Friday, February 10, 2012

In Absentia


Went to a play a few nights ago called In Absentia. It's set in winter in a lakeside cottage owned by Colette and her husband Tom. A young man shows up and Colette lets him in and he brings the story along. You find out that Tom has been abducted while working in South America and ransom negotiations abruptly stopped over a year ago and Colette's waiting, hoping, frozen, lost.

She talks to Tom every day and voices the guilt of her failings as a partner and a human being and examines their relationship while her pragmatic sister who is staying with her chimes in with advice about what she should be thinking and feeling. There is a lot going on and and so many of the ideas are wonderful and true and provoking, although I found much of them too explained thoughout the dialog.

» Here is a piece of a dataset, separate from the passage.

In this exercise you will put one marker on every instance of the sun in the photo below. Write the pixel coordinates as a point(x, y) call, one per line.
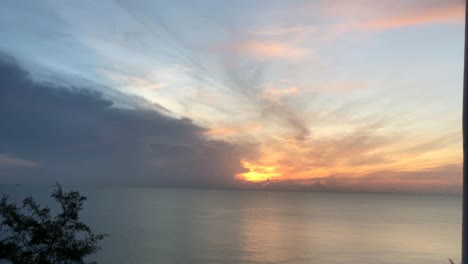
point(257, 173)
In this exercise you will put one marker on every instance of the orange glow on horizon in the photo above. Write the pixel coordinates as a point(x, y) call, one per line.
point(258, 173)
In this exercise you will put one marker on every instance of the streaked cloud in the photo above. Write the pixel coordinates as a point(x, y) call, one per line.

Colette couldn't wait for her husband to leave on his final trip and was planning on trying to have an affair with their neighbour, Bill. That changed when Tom was kidnapped. Her feelings are suddenly gone for Bill, and Colette wonders if she only truly loved Tom after he was no longer there.

I know, I know, absence, fonder hearts, blah blah, but is it possible that we really only love people in moments of their absence? When they are with you they are there and you enjoy them, or not as the case may be, and don't realise the space they fill in your heart until that space is empty? And when they return they light up everything as that familiarity and warmth fills in that space again? Do we only need those feelings when we are alone, in moments of uncertainty and doubt, or do we relish that feeling of loving from afar and delight at the anticipation of wanting? Are there simply people who take these things for granted and others who are in love with the idea of longing? And when you realise that the person may never come back, will never come back, the lengths that you will go to to keep that space filled to the point where you pretend that person is still there.

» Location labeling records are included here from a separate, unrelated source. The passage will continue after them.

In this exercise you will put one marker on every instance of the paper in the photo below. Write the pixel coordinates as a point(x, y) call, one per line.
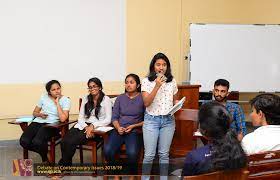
point(48, 120)
point(197, 133)
point(25, 119)
point(104, 129)
point(177, 106)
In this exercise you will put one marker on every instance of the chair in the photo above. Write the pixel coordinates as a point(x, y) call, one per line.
point(239, 174)
point(186, 125)
point(63, 128)
point(264, 165)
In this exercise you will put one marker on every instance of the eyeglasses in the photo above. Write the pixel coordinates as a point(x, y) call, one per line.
point(93, 87)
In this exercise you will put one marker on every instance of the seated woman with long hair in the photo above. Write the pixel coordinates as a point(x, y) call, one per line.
point(51, 107)
point(223, 152)
point(128, 114)
point(266, 116)
point(95, 111)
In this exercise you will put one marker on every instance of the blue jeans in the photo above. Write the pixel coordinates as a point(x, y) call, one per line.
point(133, 143)
point(157, 130)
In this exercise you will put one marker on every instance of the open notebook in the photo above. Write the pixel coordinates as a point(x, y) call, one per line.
point(104, 128)
point(176, 107)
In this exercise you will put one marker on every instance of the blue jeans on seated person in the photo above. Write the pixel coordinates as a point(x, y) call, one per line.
point(133, 143)
point(157, 130)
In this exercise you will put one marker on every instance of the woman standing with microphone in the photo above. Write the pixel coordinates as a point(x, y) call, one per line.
point(158, 91)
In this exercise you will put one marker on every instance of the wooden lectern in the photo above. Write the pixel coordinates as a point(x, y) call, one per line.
point(186, 121)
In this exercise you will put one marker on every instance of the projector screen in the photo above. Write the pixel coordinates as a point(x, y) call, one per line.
point(67, 40)
point(246, 55)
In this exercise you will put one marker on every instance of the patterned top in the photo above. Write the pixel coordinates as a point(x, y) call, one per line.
point(163, 100)
point(238, 117)
point(265, 138)
point(104, 115)
point(48, 107)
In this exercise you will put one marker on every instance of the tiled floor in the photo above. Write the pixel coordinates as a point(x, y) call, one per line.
point(10, 150)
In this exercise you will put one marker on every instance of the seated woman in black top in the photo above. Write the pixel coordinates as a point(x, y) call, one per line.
point(223, 152)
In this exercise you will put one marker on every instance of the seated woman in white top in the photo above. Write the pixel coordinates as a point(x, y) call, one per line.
point(52, 107)
point(95, 111)
point(266, 114)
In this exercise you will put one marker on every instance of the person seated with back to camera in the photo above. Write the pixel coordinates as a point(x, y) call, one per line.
point(51, 107)
point(128, 114)
point(266, 114)
point(95, 111)
point(223, 152)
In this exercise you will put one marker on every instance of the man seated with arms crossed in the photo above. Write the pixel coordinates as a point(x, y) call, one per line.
point(266, 114)
point(220, 93)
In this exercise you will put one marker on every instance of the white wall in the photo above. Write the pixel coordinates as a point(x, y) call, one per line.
point(61, 39)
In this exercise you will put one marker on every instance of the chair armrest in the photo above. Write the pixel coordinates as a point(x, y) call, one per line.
point(59, 125)
point(23, 125)
point(14, 122)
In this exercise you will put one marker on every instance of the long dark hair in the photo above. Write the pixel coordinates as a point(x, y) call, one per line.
point(226, 150)
point(152, 74)
point(89, 106)
point(269, 104)
point(136, 79)
point(49, 85)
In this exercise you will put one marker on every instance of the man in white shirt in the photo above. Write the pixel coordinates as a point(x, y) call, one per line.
point(266, 114)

I try to take in moments and to enjoy them as they happen and not take them for granted, sweet moments with my kids, the smile of a friend, the softest, brief kiss on the back of my neck that means everything. But often I only really stop and think about the ones I love when I am alone, and replay those memories and remember how they made me feel. But if love is mostly constructed within your memories, you can alter the perceptions any way that you like. So why does it suddenly appear and disappear and why is it impossible to let go of?